Asked for what the hallmarks of his defense will be, Wilcox was succinct. And promising: "Fanatical effort. And being physically and mentally tough."
"I'm blessed to be here," said the 30-year-old, who is known as a relentless recruiting whiz.
Sarkisian was just as dogged in pursuing Lupoi to help reconstruct the Huskies' defense and maintain their three-year momentum in recruiting.
"Quite honestly, he's been a thorn in my side for five or six years," Sarkisian said. "You know the old adage: If you can't beat `em, join `em."
Lupoi's whirlwind decision took about a day to finalize. He came off the recruiting trail, flew to Seattle to see his new office, meet with Sarkisian, and sign a contract agreement, then headed out the next day to begin recruiting for Washington.
"It was very fast," Lupoi said.
"From a football standpoint to a recruiting standpoint to everything involved, what this place represents from an academic standpoint, it really is what I consider to be the total package here," Lupoi said.
To show how much Sarkisian wanted Lupoi, he'd been offering him the Huskies job for two weeks. Ultimately, Lupoi said he decided "it was something I couldn't say no to, from what this place (and) what Coach Sark represents and to be a part of this.
Heyward got to know Southern California's high school coaches even before he got into coaching at Cal Poly in 2007, while as a sales representative for an athletic equipment manufacturer in the Los Angeles area.
He inherits a Huskies secondary that returns dynamic starters Desmond Trufant at cornerback and Sean Parker at safety in 2012. UW also just signed Shaq Thompson from Sacramento, Calif., considered the nation's top high school safety in this year's recruiting class.
Like Wilcox, Sirmon is coming home to the Northwest after working with him on the same defensive staff at Tennessee.
He and his wife Lindsay are moving four children across the country: Jackson, Presley, Savanna, and Sadie.
Besides those needs of relocating them, Sirmon needs to replace graduating middle linebacker Cort Dennison, the Pac-12's tackling leader last season.
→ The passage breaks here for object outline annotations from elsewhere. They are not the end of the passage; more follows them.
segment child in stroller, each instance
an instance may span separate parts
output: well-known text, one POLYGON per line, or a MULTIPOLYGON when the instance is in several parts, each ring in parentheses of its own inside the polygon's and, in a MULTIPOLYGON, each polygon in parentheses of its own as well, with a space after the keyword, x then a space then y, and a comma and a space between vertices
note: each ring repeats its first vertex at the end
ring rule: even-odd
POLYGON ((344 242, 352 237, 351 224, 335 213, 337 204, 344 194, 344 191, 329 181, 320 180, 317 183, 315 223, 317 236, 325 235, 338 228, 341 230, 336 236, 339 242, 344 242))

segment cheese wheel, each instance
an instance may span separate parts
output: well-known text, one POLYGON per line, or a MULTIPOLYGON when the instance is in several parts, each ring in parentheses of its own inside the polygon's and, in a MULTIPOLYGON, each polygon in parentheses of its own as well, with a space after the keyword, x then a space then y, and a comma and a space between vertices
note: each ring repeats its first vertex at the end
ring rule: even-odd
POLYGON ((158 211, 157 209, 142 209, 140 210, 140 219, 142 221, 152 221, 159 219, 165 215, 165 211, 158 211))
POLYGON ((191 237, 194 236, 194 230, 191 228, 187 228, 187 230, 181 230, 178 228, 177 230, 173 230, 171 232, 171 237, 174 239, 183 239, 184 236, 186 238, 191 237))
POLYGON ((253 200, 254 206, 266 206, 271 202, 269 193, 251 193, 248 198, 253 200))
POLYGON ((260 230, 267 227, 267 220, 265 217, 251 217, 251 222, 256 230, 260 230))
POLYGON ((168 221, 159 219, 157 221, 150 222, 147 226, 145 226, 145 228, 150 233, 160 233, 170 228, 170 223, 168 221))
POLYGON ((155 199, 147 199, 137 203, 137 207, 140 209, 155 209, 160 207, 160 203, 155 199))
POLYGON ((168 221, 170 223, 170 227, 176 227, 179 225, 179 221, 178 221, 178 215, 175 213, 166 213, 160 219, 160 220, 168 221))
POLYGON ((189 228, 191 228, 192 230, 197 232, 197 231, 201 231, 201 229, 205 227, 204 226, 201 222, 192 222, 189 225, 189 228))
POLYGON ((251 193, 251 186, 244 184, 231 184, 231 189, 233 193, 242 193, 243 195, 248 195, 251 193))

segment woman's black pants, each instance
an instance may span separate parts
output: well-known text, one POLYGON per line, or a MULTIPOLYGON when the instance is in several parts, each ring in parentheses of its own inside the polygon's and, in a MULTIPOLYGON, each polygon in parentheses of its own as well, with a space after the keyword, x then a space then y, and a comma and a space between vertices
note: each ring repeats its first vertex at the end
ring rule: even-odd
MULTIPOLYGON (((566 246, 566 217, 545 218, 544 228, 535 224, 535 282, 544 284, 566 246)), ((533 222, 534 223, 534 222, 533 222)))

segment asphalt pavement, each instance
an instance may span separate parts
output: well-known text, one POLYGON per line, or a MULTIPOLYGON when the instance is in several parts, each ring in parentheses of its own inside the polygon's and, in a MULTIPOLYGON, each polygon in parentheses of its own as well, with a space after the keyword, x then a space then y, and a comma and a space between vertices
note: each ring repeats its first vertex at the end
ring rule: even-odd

A year before that, Washington lost outside linebackers and supreme playmakers Mason Foster and Victor Aiyewa.
He says his Washington linebackers will be aggressive and well-drilled in the fundamentals of tackling and forcing turnovers.
"We will preach tackling and turnovers every day," he said.
"We are going to do our very best to improve the product from last year. None of us are patient."
Sarkisian's Huskies have sure proven that this last month.